ParkwayLife REIT's 4Q2021 DPU unchanged, capital management remains robust
PLife REIT reports flat DPU growth y-o-y in 4Q2021, but up 2.1% in FY2021, with no refinancing till June 2023.
ParkwayLife REIT’s distribution per unit (DPU) in 4QFY2021 was flat y-o-y at 3.57 cents, and up 2.1% y-o-y for FY2021, at 14.08 cents. Gross revenue rose 0.1% y-o-y in 4Q 2021 to $30.6 million. Revenue from nursing homes acquired in Dec 2020 and 2021 was offset by divestment of P-Life Matsudo on Jan 29, 2021, and the depreciation of the Japanese Yen. While distributable income was flat in 4QFY2021, distributable income in FY2021 rose 2.1% y-o-y to $85.2 million.
PLife REIT’s manager was able to clinch lower financing costs from a loan refinancing intiative, and lower interest costs for Singapore dollar borrowings.
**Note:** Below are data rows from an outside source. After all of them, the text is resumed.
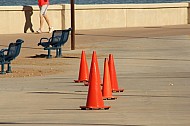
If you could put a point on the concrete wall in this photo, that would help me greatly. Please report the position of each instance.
(20, 19)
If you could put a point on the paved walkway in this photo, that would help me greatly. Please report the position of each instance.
(152, 66)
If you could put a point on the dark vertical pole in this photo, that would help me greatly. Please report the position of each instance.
(73, 24)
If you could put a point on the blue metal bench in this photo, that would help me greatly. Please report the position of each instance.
(58, 39)
(7, 55)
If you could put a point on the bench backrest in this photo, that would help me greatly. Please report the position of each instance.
(60, 37)
(13, 50)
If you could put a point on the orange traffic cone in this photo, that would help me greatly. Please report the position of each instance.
(83, 72)
(94, 60)
(94, 98)
(113, 75)
(107, 89)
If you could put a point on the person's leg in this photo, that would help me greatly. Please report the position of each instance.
(41, 22)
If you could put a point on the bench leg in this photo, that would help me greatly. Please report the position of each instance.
(57, 53)
(9, 68)
(2, 69)
(60, 52)
(49, 54)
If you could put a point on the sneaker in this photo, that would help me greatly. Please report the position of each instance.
(50, 29)
(39, 31)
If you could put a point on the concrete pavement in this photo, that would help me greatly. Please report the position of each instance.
(152, 66)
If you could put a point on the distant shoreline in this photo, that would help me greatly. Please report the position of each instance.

The manger has a JPY net income hedge in place till 3Q2026. The REIT's interest rate exposure is also hedged. As at Dec 31, there is no long-term debt refinancing till June 2023. All-in cost of debt was at 0.52%, interest coverage ratio stood at 2.15 times and aggregate leverage stood at 35.4%.
Historical DPU yield was 2.86% and annualised DPU yield 2.9% based on PLife REIT’s last done price.